Pour autant le récit de Jean Mathieu Filidori sur la deuxième perquisition menée sur le domaine de Pinia est édifiant. Les policiers avaient déjà mené une première perquisition qui n’avait rien donné ; mais c’est un domaine de 800 hectares et pour la deuxième, ils reviennent avec les gros moyens, hélicoptéres, hommes grenouilles et beaucoup de policiers. La journée se passe raconte-t-il et le soir dans une maison abandonnée, ouverte aux quatre vents ils trouvent soit- disant des bâtons de dynamite et des mèches dans un sac en plastique. Mon ancien associé m’a longtemps après expliqué que les policiers lui avait demandé d’aller les déposer là »
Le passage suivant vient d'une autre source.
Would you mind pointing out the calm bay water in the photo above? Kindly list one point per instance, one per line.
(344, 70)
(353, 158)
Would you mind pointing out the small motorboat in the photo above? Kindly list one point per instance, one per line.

 Une manipulation policière connue et qui a donné lieu à une enquête interne qui n’a pas conclu dans ce sens.

 Tout de même, l’ensemble du témoignage de cet homme a servi à démontrer qu’il y avait à l’époque un climat dans lequel tous les coups étaient permis.

Enfin M.Filidori fait remarquer qu’il est toujours mis en examen pour association de malfaiteurs alors qu’il a bénéficié d’un non-lieu dans la procédure Erignac.

 Et le président Coujard de conclure « On comprend votre amertume; on a l’impression un peu désagréable d’un dossier pénal toujours ouvert et permanent qui sert à alimenter au fil des besoins les enquêtes à venir » Yvan Colonna reste muet mais on le sent très attentif à ce récit, qui sur certains points ressemble à son parcours.

Nul doute que demain les témoignages de ceux qui ont été désignés comme les commanditaires du crime puis acquittés ensuite vont aller dans le même sens.